Mom wanted the best for you when she advised, “Don’t slouch; sit up tall.” Good posture can be empowering.
For students who have test anxiety, simply sitting up straight can positively affect their performance, according to a new study by researchers at San Francisco State University.
Posture can aid in performance for people who anticipate doing poorly or “blanking out” on a math exam or in other pursuits, such as speaking in public or playing sports or music, said Erik Peper, a professor of holistic health at San Francisco State.
If you change your posture you can change your presence, Peper said. If you stand tall, not only will others see you as empowered but you will perceive yourself to be empowered, too.

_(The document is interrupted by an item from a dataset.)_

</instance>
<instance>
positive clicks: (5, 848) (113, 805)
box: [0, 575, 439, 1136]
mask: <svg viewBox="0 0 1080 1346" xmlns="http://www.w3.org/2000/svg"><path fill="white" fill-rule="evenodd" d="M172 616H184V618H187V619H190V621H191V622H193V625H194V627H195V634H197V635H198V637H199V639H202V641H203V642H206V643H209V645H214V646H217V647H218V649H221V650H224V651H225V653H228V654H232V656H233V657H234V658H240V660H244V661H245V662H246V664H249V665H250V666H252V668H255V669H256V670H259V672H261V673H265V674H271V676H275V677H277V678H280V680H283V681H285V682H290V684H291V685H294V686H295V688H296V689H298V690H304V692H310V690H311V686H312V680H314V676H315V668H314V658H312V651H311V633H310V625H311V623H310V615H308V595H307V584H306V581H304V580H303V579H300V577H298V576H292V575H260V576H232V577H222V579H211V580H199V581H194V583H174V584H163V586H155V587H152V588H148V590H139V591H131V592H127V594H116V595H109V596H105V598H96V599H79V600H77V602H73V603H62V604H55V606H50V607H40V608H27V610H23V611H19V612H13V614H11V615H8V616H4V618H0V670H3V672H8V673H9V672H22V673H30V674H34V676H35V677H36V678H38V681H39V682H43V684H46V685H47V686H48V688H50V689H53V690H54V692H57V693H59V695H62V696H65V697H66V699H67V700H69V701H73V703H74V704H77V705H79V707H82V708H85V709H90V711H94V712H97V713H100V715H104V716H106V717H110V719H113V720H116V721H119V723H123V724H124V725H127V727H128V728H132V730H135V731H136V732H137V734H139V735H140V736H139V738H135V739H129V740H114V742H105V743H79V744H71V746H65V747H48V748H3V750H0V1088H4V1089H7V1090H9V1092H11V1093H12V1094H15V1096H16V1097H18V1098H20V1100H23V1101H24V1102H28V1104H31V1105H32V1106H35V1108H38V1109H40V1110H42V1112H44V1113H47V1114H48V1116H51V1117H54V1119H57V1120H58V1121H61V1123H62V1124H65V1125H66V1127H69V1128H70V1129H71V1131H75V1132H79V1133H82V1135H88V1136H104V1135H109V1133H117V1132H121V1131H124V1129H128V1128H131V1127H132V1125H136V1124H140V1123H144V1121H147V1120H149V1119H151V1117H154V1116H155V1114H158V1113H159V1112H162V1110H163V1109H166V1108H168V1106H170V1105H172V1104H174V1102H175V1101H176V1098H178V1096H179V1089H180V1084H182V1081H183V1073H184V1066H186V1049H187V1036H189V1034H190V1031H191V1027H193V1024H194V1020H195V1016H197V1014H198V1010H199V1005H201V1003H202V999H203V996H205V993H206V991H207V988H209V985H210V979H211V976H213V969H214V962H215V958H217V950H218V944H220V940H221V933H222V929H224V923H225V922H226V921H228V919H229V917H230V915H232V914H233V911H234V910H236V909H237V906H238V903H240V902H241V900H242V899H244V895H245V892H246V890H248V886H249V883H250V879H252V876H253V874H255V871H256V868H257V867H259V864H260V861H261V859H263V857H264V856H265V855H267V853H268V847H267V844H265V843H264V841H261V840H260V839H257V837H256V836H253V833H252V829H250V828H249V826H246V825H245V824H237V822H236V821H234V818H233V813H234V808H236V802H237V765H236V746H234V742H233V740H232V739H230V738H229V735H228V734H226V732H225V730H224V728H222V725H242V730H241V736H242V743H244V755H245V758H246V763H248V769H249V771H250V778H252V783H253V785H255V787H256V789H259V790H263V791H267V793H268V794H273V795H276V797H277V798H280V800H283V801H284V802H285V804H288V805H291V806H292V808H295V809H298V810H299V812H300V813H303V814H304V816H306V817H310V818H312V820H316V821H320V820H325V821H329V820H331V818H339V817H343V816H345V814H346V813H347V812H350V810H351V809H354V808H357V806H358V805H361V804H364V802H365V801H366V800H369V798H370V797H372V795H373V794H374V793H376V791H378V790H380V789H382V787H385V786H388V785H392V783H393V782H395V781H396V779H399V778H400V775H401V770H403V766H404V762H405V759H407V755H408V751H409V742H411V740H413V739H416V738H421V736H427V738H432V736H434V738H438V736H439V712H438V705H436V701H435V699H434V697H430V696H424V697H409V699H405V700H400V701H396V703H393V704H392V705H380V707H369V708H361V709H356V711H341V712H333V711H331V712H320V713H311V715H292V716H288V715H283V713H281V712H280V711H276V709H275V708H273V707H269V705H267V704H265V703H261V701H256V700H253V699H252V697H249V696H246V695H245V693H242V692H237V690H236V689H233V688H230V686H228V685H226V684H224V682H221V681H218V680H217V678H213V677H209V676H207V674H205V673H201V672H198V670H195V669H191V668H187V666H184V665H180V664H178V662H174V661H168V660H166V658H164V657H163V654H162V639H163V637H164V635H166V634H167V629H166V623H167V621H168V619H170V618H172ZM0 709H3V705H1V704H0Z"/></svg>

“Pay attention; shift your intention,” said Richard Harvey, associate professor of holistic health at San Francisco State.
About the study
As part of the small study, 125 college students were tested to see how well they could perform simple math — subtracting 7 from 843 sequentially for 15 seconds — while either slumped over or sitting up straight with shoulders back and relaxed. Fifty-six percent of the students reported finding it easier to perform the math in the upright position. The study was not a math ability test.
While many students feel anxious before tests, 32 percent report “severe test anxiety, fear of math and blanking out on exams while less than 10 percent report minimal test anxiety, fear of math and blanking out on exams,” Harvey said.
The upright head and erect posture only helps those who are anxious or fearful of blanking out, the study found. For the students in the study who reported the lowest test anxiety and math difficulty, there was no significant difference between slouched and erect positions in mental math performance. More importantly, students with the highest level of test anxiety rated the math task significantly more difficult in the slouched position, Peper said.
Assess your own posture
When a person feels defeated, exhausted or hopeless, he tends to slouch inward, bracing shoulders and curling in on himself, Harvey said. When a person feels optimistic or empowered he expands in space, getting taller, Peper said.
Thinking of it from an evolutionary angle, a slouched body position portrays that a person is feeling threatened, Harvey said. You’re reducing the width of the body from possible attack, he said.
Many people are unaware of how they carry themselves, especially as they walk around with mobile phones stuck to the sides of their heads, Harvey said. Their body position is sending a message to the brain. This defensive posture can trigger negative memories in both the body and the brain, Harvey said.
This positive posture approach can work for anyone who anticipates something will be difficult or challenging, Peper said.
Interested in changing your posture? Train yourself to stand up tall, Peper said. It sound easy, but it’s hard to change habits, Harvey said. If you slouch while sitting at the computer or while studying, adjust your workstation so the computer screen is at eye level. Invest in tech like Upright Go, a wearable device that vibrates whenever a person slouches.